In summary, the directions from a source on the internet say to use the 4-vector technique to transform the velocity of an object to the target reference frame. First, the magnitude of the 4-vector is calculated using the square root of 1 plus the beta values for the x, y, and z directions. Next, the Lorentz transformation is used to transform the 4-vector into a 3-vector. Finally, the 3-vector is used to transform the velocity of the object into the target reference frame.
  • #1
MikeLizzi
239
6

Homework Statement


Given
Space Time Coordinate of object <t, x, y, z> = <0, 0, 0, 0>
Velocity of object as Vector <betaX, betaY, betaZ> = <.866, 0 ,0>
Velocity of target reference frame as Vector <betaX, betaY, betaZ> = <-.866, 0 ,0>

Transform velocity of object to the target reference frame using the 4-vector technique.

Homework Equations



The Attempt at a Solution


[/B]Following directions from a source on the internet...

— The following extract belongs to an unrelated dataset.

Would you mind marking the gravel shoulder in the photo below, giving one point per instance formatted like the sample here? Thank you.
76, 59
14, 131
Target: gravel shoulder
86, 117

Velocity as a 4-vector (tau, vx, vy, vz)
= <1, betaX, betaY, betaZ>
= <1, 0.866, 0.0, 0.0>

magnitude of 4-vector
= Sqrt( 1 + betaX * betaX + betaY * betaY + betaZ * betaZ )
= 1.3228590249909473

Velocity as a 4-vector normalized (tau, x, y, z)
= <1/magnitude, betaX/magnitude, betaY/magnitude, betaZ/magnitude>
= <0.7559384493044097, 0.6546426970976188, 0.0, 0.0>

Transform the 4-vector where L is the Lorentz Transform populated for the target velocity:
v' = Lv

resulting in v'(tau, x, y, z)
= <2.6454852575216505, 2.6183403845739543, 0.0, 0.0>

? I should be getting a vx value somewhere around .98c. Totally lost.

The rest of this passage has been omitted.